満面の笑みで自己紹介「わたくし、村西とおると申します」
野田義治の回想。
「とっつぁん(野田は村西とおるを親しみを込めてこう呼ぶ)とは、何で会ったかというと、おれが野村誠一と仲がいいから、斉藤慶子を野村誠一が撮ったというので、村西のとっつぁんに会いに行ったんだ。アイドルの何パターンかのビデオを出さないか、と交渉しに行った。それがきっかけで行ったから。最初の印象? 何だ、このおっさん(笑い)。もうはったりの塊みたいだったから。こういうキャラクターなんだっていうのは、しばらくしないとわかんないですよね」
村西とおる監督の右腕とも呼ばれた元部下の日比野正明監督(現在セルビデオメーカーの最大手SOD会長)の回想。

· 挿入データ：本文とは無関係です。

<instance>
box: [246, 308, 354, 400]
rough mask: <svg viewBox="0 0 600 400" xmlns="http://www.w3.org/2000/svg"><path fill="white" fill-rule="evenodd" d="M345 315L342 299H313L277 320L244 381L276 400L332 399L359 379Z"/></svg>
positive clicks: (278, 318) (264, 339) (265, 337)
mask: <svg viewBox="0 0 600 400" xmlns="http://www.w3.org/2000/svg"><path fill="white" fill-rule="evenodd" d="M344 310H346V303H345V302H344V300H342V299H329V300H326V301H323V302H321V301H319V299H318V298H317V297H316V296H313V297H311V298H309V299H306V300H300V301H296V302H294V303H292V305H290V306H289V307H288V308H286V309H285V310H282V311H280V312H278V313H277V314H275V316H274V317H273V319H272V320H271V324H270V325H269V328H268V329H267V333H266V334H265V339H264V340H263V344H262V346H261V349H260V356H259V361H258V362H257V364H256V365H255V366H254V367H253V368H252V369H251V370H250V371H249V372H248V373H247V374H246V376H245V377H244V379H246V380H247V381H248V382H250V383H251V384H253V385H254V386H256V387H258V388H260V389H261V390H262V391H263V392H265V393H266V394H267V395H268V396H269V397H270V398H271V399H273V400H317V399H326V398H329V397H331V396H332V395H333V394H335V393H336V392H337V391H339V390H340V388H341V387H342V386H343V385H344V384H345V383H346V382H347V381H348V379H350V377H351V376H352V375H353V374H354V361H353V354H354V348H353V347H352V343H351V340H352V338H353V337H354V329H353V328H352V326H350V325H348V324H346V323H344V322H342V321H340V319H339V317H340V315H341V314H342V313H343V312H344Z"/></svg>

「野田さんは“堀江しのぶのビデオを売り込みに来たおじさん”というイメージでしたね」
野田義治は勢いのある村西とおるのもとに蝟集した海千山千の男たちのひとりに過ぎなかった。それが運命共同体のような間柄になるとは、お互いまだ露ほども予想しなかった。 (あすにつづく)
▽のだ・よしはる 1946年、富山県生まれ。渡辺プロ系列のプロダクションで夏木マリ、いしだあゆみらのマネジャーを担当。80年にイエローキャブ設立。故・堀江しのぶ、かとうれいこ、細川ふみえ、山田まりや、佐藤江梨子、小池栄子、MEGUMIらを発掘し「巨乳軍団」の名物社長として知られる。04年に同社社長を辞任。現在はサンズエンタテインメント会長。